Il giorno prima del gran finale, la ministra dell’Interno, molto inquadrata anche ieri, ha fatto una tirata che ha fomentato l’ala destra nat-con. Ha prospettato «un uragano» di migranti, ribadito che essere omosessuali non sia un requisito per ottenere la protezione umanitaria. «Non esiste l’ideologia gender, questa è spazzatura», le ha replicato (neppure a voce alta) un uomo in platea, subìto accompagnato all’uscita. Fuori, ai microfoni di Itv, ha spiegato che i bulli vanno affrontati. Mentre Sunak elogiava «le soluzioni di lungo periodo», slogan un po’ appannato, contro i vantaggi immediati che durano meno dei titoli di giornale, Braverman troneggiava sulla prima del Daily Mail.

Un’altra contraddizione: e un’altra fazione, ce n’è pure una nostalgica di Liz Truss. È curioso promettere «un cambiamento», o volerlo incarnare, dopo oltre un decennio a Downing Street.
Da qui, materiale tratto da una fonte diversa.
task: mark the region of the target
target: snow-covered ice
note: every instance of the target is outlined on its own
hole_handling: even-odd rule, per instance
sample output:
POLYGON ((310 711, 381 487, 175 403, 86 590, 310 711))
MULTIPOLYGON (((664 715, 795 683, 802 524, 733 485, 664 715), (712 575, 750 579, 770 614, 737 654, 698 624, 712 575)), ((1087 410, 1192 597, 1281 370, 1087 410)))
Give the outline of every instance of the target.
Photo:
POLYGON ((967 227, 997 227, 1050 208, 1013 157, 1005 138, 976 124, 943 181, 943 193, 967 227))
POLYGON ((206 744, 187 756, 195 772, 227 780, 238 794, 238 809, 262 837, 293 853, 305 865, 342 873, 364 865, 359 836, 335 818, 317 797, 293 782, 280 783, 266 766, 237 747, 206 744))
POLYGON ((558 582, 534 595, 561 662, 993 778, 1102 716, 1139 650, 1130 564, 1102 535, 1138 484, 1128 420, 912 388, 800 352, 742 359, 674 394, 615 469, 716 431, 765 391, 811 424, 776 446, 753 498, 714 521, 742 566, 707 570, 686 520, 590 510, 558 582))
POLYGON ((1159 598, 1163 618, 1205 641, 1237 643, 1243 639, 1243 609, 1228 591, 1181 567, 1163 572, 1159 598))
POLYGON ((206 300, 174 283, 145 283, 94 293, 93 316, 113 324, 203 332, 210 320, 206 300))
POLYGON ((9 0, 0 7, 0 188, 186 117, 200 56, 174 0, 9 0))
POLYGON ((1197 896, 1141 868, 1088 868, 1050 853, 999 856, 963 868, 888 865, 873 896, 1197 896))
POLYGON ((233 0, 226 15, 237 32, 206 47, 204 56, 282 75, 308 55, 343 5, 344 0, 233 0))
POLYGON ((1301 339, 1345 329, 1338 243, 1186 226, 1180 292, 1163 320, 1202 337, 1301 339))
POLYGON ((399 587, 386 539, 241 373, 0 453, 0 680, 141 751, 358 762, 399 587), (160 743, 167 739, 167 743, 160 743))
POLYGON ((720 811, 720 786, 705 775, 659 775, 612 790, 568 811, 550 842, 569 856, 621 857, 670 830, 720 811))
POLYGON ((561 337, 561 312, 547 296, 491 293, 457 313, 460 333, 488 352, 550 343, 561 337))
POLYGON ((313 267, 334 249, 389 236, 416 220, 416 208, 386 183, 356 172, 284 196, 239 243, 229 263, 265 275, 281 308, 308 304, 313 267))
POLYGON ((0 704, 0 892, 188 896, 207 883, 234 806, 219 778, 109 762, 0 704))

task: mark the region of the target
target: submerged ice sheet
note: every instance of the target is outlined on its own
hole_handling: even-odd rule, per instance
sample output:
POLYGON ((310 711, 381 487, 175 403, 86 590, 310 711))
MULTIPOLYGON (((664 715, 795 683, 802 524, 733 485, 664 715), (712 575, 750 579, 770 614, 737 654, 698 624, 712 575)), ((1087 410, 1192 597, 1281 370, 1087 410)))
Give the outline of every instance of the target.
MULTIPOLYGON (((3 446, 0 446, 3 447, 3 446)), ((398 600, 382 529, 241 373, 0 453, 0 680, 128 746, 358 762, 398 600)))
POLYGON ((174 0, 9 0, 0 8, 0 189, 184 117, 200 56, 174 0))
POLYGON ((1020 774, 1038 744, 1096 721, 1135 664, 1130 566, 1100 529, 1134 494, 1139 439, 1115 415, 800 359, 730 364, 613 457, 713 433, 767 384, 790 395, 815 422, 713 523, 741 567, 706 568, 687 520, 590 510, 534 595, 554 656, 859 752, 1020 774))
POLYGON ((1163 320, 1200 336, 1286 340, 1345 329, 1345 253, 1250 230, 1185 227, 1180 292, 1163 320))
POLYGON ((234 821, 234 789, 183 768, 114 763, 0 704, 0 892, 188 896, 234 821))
Per dirla con il ministro Johnny Mercer, «tutti vogliono un cambiamento dopo tredici anni, chiedetelo a mia moglie». L’orizzonte del premier è addirittura trentennale. I Laburisti, è il mantra, vogliono riportarci al passato; non ci si può fidare di loro. L’avversario tratteggiato dai Tories è più Jeremy Corbyn, evocato in continuazione, di Keir Starmer, che ha liquidato la stagione radicale (pur sedendo in quel gabinetto ombra, vero) e per quanto ideologicamente vago non pare certo ostaggio dei sindacati, anzi.

Il miliardario Sunak, in una ricaduta populista, lo bolla come parte dello status quo da abbattere. Fa un po’ bue che dà del cornuto all’asino: forse è intraducibile, oppure ci sarà un idiom inglese da campagna elettorale. Fun fact: l’unica a rasentare il corbynismo è Murthy quando parlando di opportunità «non per pochi, ma per ognuno» ricalca involontariamente lo slogan programmatico «for the many, not the fews».

Più puntuale, invece, e credibile la critica sugli ultimi tre leader del Labour usciti dallo stesso «miglio quadrato di Londra», e cioè maschi bianchi. Il premier ha quell’aria affidabile da buono dei film Disney (copyright non mio), ma ci dev’essere un errore nei sottotitoli. Quant’è «compassionevole» un conservatorismo che dice che non ci sono crimini minori, invoca l’ergastolo, riduce gli sbarchi alla regia delle «gang criminali»?

C’è poi l’ambiente, quantomai divisivo. Mordaunt, serissima, avoca la libertà di guidare senza trovarsi «la strada interrotta dagli attivisti o dai politici laburisti». Sunak si è proclamato protettore dei conducenti con un piano contro ztl e limiti di velocità, ma scontenta gli automobilisti. Nella stessa città, due anni fa, Boris Johnson aveva puntato forte sugli obiettivi ambientali: i Tories non li sconfessano, ma è come se dovessero giustificarsi, indorare la pillola. La parola d’ordine è «realismo». Una cosa, invece, non cambia mai: difendere a oltranza l’uscita dall’Ue, mito fondativo di questa destra. E allora, in tono confidenziale: «Da quando abbiamo lasciato il mercato unico, siamo cresciuti più di Francia e Germania: non nonostante alla Brexit, ma grazie alla Brexit».

Il premier esce mano nella mano con la sua «migliore amica» e compagna. Sarà a Granada, in Spagna, al terzo vertice della Comunità politica europea (il prossimo sarà in Gran Bretagna). Rifletterà sull’immigrazione con Giorgia Meloni. La settimana prossima, dalla conferenza laburista a Liverpool, toccherà invece a Starmer: gli risponderà, o forse no, non troppo. I sondaggi della settimana scorsa hanno visto i progressisti rosicchiare altri punti. Sono al quarantasei per cento, contro il ventisette di questo «partito del cambiamento». Ha ragione Mordaunt: astenersi deboli di cuore.